Borosil Renewables, a Mumbai-based solar glass manufacturer, reported a net loss of Rs 131.27 million for the second quarter (Q2) of the financial year (FY) 2024-25, a significant decline from a net profit of Rs 304.74 million in the same quarter of the previous year. The company attributed the loss to a reduction in free-on-board prices of solar glass by Vietnamese and Chinese exporters, which had decreased by up to 32 per cent between June and September 2024.
Additionally, the price of solar-grade silicon had dropped by 80 per cent over the past year, and prices across the global solar value chain had fallen. The price of solar modules had also continued to decline, reaching a record low of 9 cents per watt as of October 31, 2024.
However, Borosil remains optimistic, noting that the imposition of a 10 per cent Basic Customs Duty (BCD) on solar glass imports, effective from October 1, 2024, along with the introduction of a provisional anti-dumping duty on solar glass imports from China and Vietnam, is expected to ease the market conditions.
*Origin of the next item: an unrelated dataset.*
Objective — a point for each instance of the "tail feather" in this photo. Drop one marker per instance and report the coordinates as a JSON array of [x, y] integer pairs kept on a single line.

The company’s revenue for the quarter also fell by 6.89 per cent year-on-year, amounting to Rs 3.78 billion compared to Rs 4.06 billion in the same quarter the previous year. Borosil’s earnings before interest, taxes, depreciation, and amortization (EBITDA) also declined by 6.9 per cent year-on-year, from Rs 371.4 million to Rs 345.7 million.
The company’s earnings per share (EPS) dropped to Rs 0.75 in Q2 FY25, compared to Rs 1.92 in the same quarter of the previous year. Borosil’s net loss had widened by 23 per cent year-on-year in Q1, reaching Rs 142.4 million from ?115.3 million in Q1 of the previous year.